Eigentlich sollte in Dresden im September 2020 das abendfüllende Großballett „Die Tempeltänzerin / La Bayadère“ in der Inszenierung von Aaron S. Watkin nach Marius Petipa auf dem Programm stehen. Das Stück ist bekannt, auch in dieser Dresdner Version, wurde bisher dort allerdings unter dem französischen Originaltitel „La Bayadère“ ohne die zusätzliche deutsche Übersetzung „Tempeltänzerin“ gezeigt. Die nicht eben glückliche Verdoppelung des Titels ist wohl dem Geschmack des neuen Opernintendanten Peter Theiler geschuldet. Aber das Semperoper Ballett ist ohnehin realistisch, lässt die Vorstellung entfallen – und bietet stattdessen einen spannenden, zeitgemäßen „Corona-Spielplan“ an. Das Gala-Programm „Semper Essenz: We will dance!“ wird in acht Vorstellungen ab dem 18. September 20 (bis zum 25. Oktober 20) etliche gebündelte Highlights aus dem Repertoire, Neukreationen sowie ein Medley aus in Dresden neuen Stücken zeigen.

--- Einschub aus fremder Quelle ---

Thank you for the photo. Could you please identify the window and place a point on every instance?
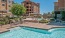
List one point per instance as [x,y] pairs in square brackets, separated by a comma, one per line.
[27,3]
[3,4]
[9,6]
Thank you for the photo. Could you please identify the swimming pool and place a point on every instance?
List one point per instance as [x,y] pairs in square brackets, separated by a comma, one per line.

Der Titel zeigt schon an, dass man sich mit dem neuen Ballettkonzept dem Opernprogramm angliedert, denn auch die Semperoper nennt ihre neuartigen, der Corona-Krise geschuldeten Programmabende „Semper Essenz“ – und präsentiert damit so genannte „halbszenische“ Kurzversionen ihrer Inszenierungen.
Andererseits klingt der das Ballett in Dresden kennzeichnende Zusatz mit Ausrufezeichen „We will dance!“ durchaus fröhlich und aufmunternd – und zeigt doch auch trotzig, dass sich die Ballettwelt in der sächsischen Metropole nicht unterkriegen lassen wird. Egal, was passiert, im Elbflorenz verkündet das Ballett: „We will dance!“ („Wir werden tanzen!“)

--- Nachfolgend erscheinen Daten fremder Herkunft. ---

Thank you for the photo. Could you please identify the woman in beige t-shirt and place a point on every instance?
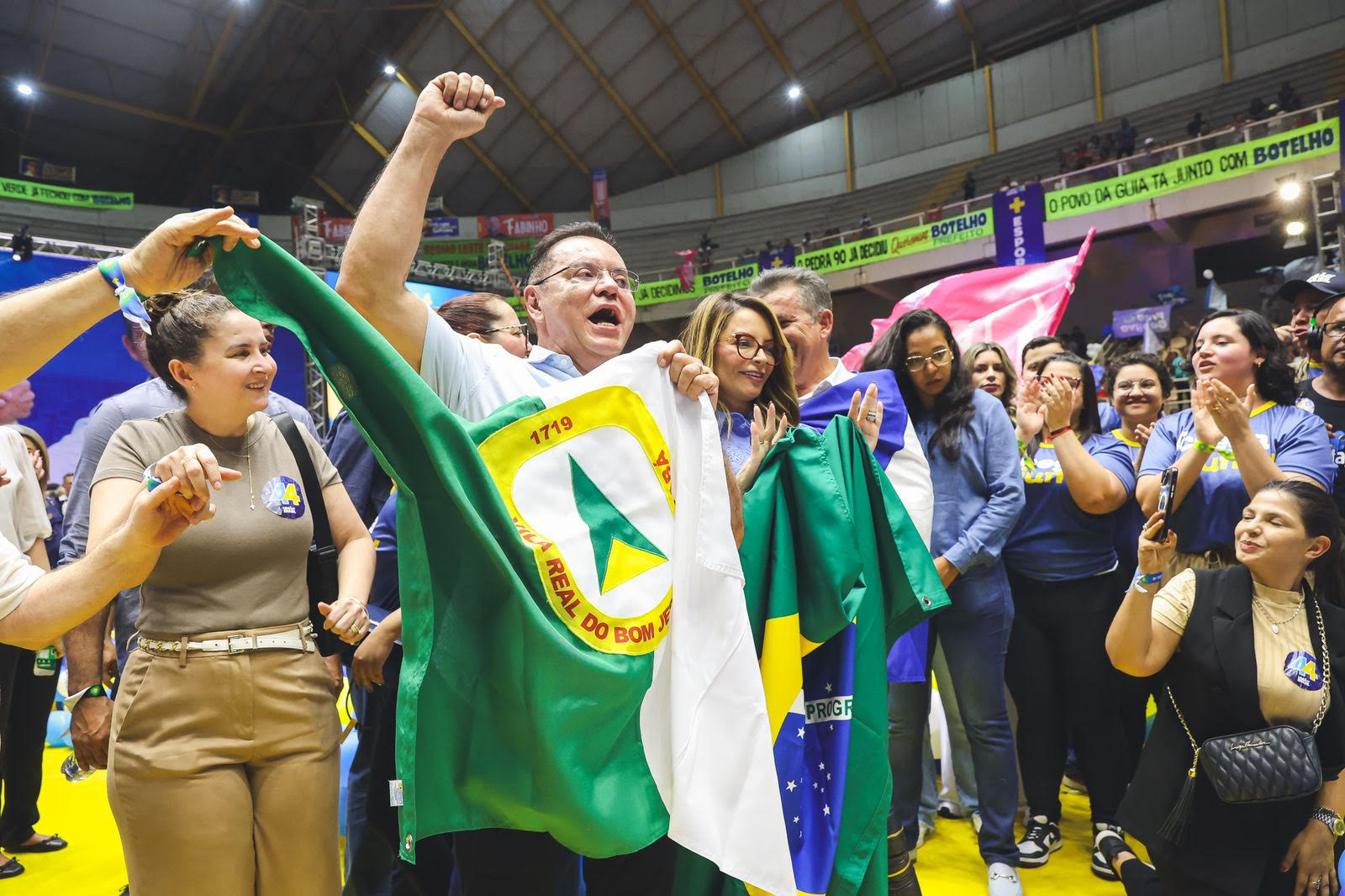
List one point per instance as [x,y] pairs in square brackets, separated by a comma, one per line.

Kenner freuen sich nun vor allem auf Auszüge aus modernen Balletten von David Dawson und Jiri Kylián, von William Forsythe – den die Truppe ganz besonders superbe zu interpretieren weiß – und von Hans van Manen. Nicht zu vergessen Alexander Ekman, der zuletzt auch beim Staatsballett Berlin und beim Ballett Dortmund große Erfolge feierte.
Hinzu kommt die Neugierde auf Neukreationen: Was fiel den Nachwuchschoreografen des Hauses ein, um mit den Corona-Abstandsregeln auf der Bühne zurecht zu kommen?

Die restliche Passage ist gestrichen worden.